Keep your Flowers in the Museum

Over the holidays we visited the Gardiner Museum of Ceramic Art, just across University Avenue from the Royal Ontario Museum. We went there to see their show of ceramics by Joan Miró and Josep Lorens Artigas. Unfortunately this exhibit will have been taken down by the time you read this, but what I really wanted to tell you about considerably predates Miró and Artigas.

On the second floor of the museum you’ll find works by some of the most famous European makers of china from the 18th and 19th centuries. To the floral addict, this represents a real treasure trove of styles of flower portraiture. Just at the entrance to the exhibit are works from Meissen, the birthplace of European chinawares. Their cups, plates, and bowls from the 1730’s, although very beautiful, are frankly imitative of the Chinese and Japanese styles of the precious pieces brought by Portugese and Spanish ships at great cost from half the world away. The flowers shown are brighter than life, and stylized: representations of chrysanthemums and what looked to me like buddleia, no doubt copied from Oriental originals. I enjoyed their works from the period 1740-1785 more: during this time they developed styles in which minutely observed fruit, insects, animals and flowers were depicted in an increasingly European style.

By 1765 the knowledge of china making had spread from Poland to Germany, and German and Dutch artists were producing much more realistic images of European garden flowers. One display case shows the work of Ludwigsburg, Nymphenburg, and Höchst artists from 1765 to 1775. Gorgeous carnations, tulips, poppies, and forget-me-nots are shown with loving care and a stylish, but European, eye to arrangement on the surface of the work.

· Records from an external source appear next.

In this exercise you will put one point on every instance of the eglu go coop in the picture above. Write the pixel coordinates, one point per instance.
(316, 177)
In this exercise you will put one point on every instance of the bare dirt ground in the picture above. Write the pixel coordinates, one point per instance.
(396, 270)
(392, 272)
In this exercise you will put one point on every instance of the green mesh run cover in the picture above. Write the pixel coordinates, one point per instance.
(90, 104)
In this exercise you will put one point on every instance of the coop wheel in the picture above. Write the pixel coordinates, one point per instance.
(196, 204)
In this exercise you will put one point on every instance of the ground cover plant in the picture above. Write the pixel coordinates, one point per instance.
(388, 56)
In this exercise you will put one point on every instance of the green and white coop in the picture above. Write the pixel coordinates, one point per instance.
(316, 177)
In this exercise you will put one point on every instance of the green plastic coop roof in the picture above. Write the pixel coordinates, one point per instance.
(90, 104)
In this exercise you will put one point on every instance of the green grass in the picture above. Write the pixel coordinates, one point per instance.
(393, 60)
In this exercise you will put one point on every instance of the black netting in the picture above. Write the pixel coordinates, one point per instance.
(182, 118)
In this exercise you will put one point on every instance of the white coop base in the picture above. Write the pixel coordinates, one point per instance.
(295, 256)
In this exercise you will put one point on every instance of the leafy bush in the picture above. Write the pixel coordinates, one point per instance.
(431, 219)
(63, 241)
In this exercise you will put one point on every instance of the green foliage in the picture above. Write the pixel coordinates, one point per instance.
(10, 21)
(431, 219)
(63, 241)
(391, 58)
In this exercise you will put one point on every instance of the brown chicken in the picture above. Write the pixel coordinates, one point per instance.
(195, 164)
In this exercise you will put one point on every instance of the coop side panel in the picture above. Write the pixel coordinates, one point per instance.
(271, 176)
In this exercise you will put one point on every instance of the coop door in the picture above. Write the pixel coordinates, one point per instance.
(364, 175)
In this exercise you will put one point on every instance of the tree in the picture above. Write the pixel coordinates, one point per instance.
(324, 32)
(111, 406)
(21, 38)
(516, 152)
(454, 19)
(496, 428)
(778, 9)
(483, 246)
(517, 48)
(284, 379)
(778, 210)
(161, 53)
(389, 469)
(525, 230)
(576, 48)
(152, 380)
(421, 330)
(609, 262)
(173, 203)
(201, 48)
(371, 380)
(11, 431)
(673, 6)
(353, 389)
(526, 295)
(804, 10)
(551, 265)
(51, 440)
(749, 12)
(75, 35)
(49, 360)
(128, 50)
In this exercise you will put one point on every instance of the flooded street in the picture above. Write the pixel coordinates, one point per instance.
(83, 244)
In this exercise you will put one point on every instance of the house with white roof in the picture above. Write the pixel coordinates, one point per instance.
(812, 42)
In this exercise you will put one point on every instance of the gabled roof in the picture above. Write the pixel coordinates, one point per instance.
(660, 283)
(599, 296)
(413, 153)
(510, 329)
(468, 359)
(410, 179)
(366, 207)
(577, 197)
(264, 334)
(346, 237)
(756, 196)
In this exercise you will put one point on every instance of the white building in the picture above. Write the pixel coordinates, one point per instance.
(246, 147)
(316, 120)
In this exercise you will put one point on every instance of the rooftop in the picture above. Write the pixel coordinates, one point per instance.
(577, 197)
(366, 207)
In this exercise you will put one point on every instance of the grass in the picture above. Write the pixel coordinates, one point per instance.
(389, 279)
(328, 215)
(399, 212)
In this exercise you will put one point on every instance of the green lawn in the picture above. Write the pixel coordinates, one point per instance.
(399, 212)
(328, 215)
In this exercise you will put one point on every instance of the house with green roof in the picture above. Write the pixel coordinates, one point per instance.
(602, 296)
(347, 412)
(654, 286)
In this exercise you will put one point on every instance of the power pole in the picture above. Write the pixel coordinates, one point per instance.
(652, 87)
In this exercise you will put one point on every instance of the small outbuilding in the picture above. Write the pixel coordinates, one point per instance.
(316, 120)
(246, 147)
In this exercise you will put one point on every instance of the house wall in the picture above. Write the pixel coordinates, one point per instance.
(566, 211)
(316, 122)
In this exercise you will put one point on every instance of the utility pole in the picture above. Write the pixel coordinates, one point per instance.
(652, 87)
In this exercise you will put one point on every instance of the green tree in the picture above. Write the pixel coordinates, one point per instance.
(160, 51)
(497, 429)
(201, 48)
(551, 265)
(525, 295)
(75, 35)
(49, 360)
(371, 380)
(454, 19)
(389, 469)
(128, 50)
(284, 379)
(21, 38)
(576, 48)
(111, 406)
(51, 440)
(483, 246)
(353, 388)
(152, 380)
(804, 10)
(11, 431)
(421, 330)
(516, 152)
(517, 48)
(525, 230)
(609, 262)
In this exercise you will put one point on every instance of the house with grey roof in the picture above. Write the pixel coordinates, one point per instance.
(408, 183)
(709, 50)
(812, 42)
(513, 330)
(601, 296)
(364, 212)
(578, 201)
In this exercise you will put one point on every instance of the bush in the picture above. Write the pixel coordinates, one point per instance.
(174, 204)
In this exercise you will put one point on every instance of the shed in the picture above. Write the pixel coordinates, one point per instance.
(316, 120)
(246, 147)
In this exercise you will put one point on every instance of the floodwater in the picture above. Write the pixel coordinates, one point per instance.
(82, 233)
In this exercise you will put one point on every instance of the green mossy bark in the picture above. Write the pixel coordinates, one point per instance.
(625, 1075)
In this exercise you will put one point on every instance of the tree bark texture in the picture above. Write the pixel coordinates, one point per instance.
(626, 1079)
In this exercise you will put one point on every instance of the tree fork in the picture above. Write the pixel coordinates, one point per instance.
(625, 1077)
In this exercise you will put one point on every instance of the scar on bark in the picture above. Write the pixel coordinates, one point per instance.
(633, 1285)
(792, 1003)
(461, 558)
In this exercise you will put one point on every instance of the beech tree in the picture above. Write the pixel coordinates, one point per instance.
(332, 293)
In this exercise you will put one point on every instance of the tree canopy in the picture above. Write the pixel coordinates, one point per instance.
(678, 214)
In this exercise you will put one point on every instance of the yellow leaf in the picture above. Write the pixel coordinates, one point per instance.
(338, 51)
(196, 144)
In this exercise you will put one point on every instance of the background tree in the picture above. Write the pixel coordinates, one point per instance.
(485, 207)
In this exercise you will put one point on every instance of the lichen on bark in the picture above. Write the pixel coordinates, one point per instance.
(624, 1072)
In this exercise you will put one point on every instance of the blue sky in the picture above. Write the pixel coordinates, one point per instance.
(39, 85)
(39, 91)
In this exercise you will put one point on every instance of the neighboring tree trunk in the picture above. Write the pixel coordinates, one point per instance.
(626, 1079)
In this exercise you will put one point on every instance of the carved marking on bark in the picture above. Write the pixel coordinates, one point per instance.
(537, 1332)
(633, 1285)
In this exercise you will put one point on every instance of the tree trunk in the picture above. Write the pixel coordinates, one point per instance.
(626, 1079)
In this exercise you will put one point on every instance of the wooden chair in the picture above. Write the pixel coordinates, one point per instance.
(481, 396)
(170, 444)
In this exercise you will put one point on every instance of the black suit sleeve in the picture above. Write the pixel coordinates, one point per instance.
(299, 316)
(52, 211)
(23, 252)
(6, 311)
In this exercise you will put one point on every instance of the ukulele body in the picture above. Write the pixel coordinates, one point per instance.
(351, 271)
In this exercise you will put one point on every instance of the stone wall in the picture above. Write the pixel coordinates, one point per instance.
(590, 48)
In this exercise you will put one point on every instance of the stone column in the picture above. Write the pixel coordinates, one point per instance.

In another cabinet you’ll see the Composite "Dessert Service" of Derby, England bone china, done from 1795 to 1805. The flowers on these larger works were designed from plates in Curtis’ Botanical Magazine and other British compendia of botanical illustration, and are very pleasant indeed to behold. I noted passionflower, tulips, Belamcanda, morning glory, Gomphrena, double scillas or bluebells, cyclamen, iris, moss roses, Clitoria, and others. I spent some time in front of this case imagining owning such a service myself...ah well, in another life perhaps!

After visiting the Gardiner, we had time for a short foray into the ROM across the street. The new Christopher Ondaatje gallery of Southern Asian art is well worth a visit, both for the creative way the gallery is laid out, and for its display materials on flora native to the Indian subcontinent and their role in decoration and the arts. Ginger, tea, Rauwolfia, and other plants are given their due in exhibits which relate the plants to their everyday as well as their artistic uses.

Adjoining the Ondaatje gallery is a room of Japanese prints, screens, and paintings (the Herman Herzog Levy Gallery). If you can tear your eyes away from the Hokusai and Hiroshige prints long enough, the large screen at the back shows well the original of the styles the European chinoiserie artists were imitating. Strangely, the museum's press release for this exhibit seems only to be available in French: Trésors de l'art japonais. It's on until April - see it!

Downstairs from the Asian galleries is an exhibit called Growing Cultures of two dozen works by photographer Vincenzo Petropaolo. He has shown a number of Toronto’s immigrant gardeners at home in their gardens, from tiny downtown lots to Etobicoke and Scarborough. The accompanying commentary tells us how each gardener is melding her or his own cultural background with the Toronto experience, by growing the seeds of their youth in their new land. Hort members may well find a friend or neighbor in these pictures!